January 25th, 2012


The Road to Milton Keynes

It's hard to believe, but it's forty-nine years ago today that I shot from between my mother's thighs like a champagne cork, flew slickly through the despairing fingers of the midwife (my umbilical cord whipping back like a cut hawser), smashed through the window of Nightingale Ward, and fell naked into the thick snows of that bitter winter of 1963. Still steaming from its amniotic bath, my young body melted the ice into a tepid pool from which a scatter of fresh snowdrops instantly blossomed. "Truly," said a passing registrar, "this is the dawning of the age of Aquarius."

It seems like only yesterday.

Today, by contrast, I spent my birthday visiting Milton Keynes for the first time - a fitting way to mark the fact that my age is once again square, and I with it. I've always been curious to see a proper New Town, mind, and I was there on a happy errand (examining an excellent PhD I had no doubt would pass), but my curiosity is now officially sated.
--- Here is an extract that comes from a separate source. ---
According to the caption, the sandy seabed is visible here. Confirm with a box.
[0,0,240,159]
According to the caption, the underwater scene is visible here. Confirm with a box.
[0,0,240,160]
One interesting tit-bit, though. Apparently the town planners built Midsummer Boulevard in alignment with the setting and rising of the solstice sun. (Presumably the same is true of Avebury and Silbury Boulevards, which run parallel to it on either side.) On June 21st (which is not Midsummer, I know, but still) the sun rises above the shopping centre and illumines the avenue like a silver mystic ribbon, all the way to the railway station. It's like an overspill for Stonehenge - and I admit I find that strangely charming. Square is the new ovoid.